La chute de Cynidicée
Il y a très longtemps Cynidicée était la capitale d’un royaume riche et fertile. Les habitants défrichèrent une grande partie du désert, principalement sous le règne d’Alexandre, le dernier et le plus grand roi de Cynidicée. Quelques années avant sa mort, une énorme pyramide fut élevée en son honneur. Cette pyramide était l’édifice le plus grand et le plus important de toute la ville. A sa mort, il fut inhumé dans la grande structure avec sa reine, Zénobia.
Le jour où des ouvriers qui creusaient sous la grande pyramide trouvèrent le repaire d’un étrange monstre nommé Zargon marqua le commencement de la chute de Cynidicée. Zargon ressemblait approximativement aux humains quant à sa forme, quoiqu’il fût plus grand. Il avait aussi douze tentacules au lieu de bras et de jambes, et sa tête était celle d’un lézard géant, avec une grande corne noire au milieu du front.
Zargon tua la plupart des ouvriers, puis se mit à hanter les rues de Cynidicée la nuit en quête de proies. La garde de la cité ne réussit pas à détruire le monstre. Finalement les dirigeants de la cité commencèrent à envoyer les criminels des prisons dans la pyramide pour satisfaire la faim de Zargon.
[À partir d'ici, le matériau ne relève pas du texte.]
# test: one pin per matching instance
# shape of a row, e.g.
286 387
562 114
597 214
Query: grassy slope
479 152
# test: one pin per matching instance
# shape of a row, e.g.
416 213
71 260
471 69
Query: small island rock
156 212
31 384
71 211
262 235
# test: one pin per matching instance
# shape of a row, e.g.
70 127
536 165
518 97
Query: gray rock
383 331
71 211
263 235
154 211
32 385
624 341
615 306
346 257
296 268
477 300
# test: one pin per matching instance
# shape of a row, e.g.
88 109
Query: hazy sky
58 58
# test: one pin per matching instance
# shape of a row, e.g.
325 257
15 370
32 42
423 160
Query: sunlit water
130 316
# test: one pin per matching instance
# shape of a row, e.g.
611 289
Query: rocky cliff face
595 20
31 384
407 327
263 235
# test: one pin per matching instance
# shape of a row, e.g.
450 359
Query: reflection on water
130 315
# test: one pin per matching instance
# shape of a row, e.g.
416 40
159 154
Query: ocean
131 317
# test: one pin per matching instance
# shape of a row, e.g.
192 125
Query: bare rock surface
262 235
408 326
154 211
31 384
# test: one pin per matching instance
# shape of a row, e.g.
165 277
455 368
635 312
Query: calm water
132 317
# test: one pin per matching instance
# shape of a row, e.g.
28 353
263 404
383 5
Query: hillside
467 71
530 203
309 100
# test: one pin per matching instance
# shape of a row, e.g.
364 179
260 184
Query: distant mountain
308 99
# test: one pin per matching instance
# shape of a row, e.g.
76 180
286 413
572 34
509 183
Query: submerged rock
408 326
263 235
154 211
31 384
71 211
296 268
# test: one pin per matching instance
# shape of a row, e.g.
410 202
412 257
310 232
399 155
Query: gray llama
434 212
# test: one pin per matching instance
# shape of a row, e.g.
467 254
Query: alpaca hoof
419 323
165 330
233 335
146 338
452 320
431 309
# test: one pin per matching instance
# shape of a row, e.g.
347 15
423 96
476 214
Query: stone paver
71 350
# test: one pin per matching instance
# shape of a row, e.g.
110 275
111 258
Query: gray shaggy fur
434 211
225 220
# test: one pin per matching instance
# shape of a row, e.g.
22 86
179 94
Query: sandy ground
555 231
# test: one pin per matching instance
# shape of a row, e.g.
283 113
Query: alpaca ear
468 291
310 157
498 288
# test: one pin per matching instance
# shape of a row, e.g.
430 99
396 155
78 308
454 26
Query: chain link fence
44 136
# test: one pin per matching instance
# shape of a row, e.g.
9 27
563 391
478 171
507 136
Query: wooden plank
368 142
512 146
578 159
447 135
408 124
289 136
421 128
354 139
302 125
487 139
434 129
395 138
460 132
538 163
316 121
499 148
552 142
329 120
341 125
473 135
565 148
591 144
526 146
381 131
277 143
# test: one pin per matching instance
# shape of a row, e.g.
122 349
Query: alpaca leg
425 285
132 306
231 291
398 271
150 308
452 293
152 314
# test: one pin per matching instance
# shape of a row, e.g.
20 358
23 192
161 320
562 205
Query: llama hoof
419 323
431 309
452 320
Un étrange culte consacré à la vénération du monstre comme dieu finit par se développer. D’après ce culte, les victimes du monstre faisaient office de sacrifices religieux. L’adoration des anciens dieux de Cynidicée comme Gorm, Usamigaras et Madarua fut délaissée pour celle du monstre Zargon qui finit par être vénéré par presque tous les habitants de Cynidicée,
Les adorateurs de Zargon commencèrent à rechercher d’étranges plaisirs, comme l’oubli dans des vins rares et des drogues bizarres. Les ouvriers cessèrent de réparer les canaux d’irrigation. La terre riche redevint un désert. L’armée devint indisciplinée. Ceux qui habitaient en dehors de la cité se révoltèrent ou fuirent le chaos qui s’étendait à partir de Cynidicée.
Plus tard des guerriers barbares franchirent les murailles de la cité et détruisirent tout. Les seuls habitants de Cynidicée qui survécurent furent ceux qui s’étaient enfuis dans les catacombes situées sous la ville. C’est là que, guidés par les prêtres de Zargon, les Cynidicéens essayèrent de reconstruire la ville.
Les survivants s’établirent autour d’un grand lac souterrain alimenté par des canaux percés dans la roche. Le lac fut construit sous le règne d’Alexandre et devint le premier réservoir d’eau de la ville. Les survivants cultivèrent des champignons et d’autres fongus sur les rivages du lac. Ils construisirent des maisons avec les pierres des ruines situées à la surface. La nouvelle cité souterraine était bien plus petite que l’ancienne capitale, mais assurait une plus grande sécurité puisqu’elle était cachée sous les sables du désert. À la surface, poussés par les vents, les sables recouvrirent la première cité, et Cynidicée disparut dans l’étendue du désert.
LA ZIGGOURAT
Cachées dans la Vallée de la Mort se trouvent les ruines de Cynidicée. Il ne reste que peu de choses de la ville, et sans l'imposante ziggourat au centre des ruines, on pourrait négliger les quelques blocs de pierre apparents et les murs en ruine. Malgré l'état du site, la ziggourat est plus ou presque intacte. Ses murs se sont quelque peu effondrés et quelques brèches laissent entrevoir les sombres secrets qu'elle renferme, mais la structure massive défie le temps et le terrain hostile. La ziggourat est une pyramide à degrés, chaque niveau s'élevant à 6 mètres de hauteur. Le sable recouvre la majeure partie du niveau inférieur. Trois statues sont montées au sommet de la ziggourat. L'une représente un homme fort et barbu tenant une balance et un javelot. Une autre représente un enfant ailé enlacé par deux serpents, et la troisième est celle d'une belle femme. Au fil des siècles, le vent a effacé tous les détails fins des statues.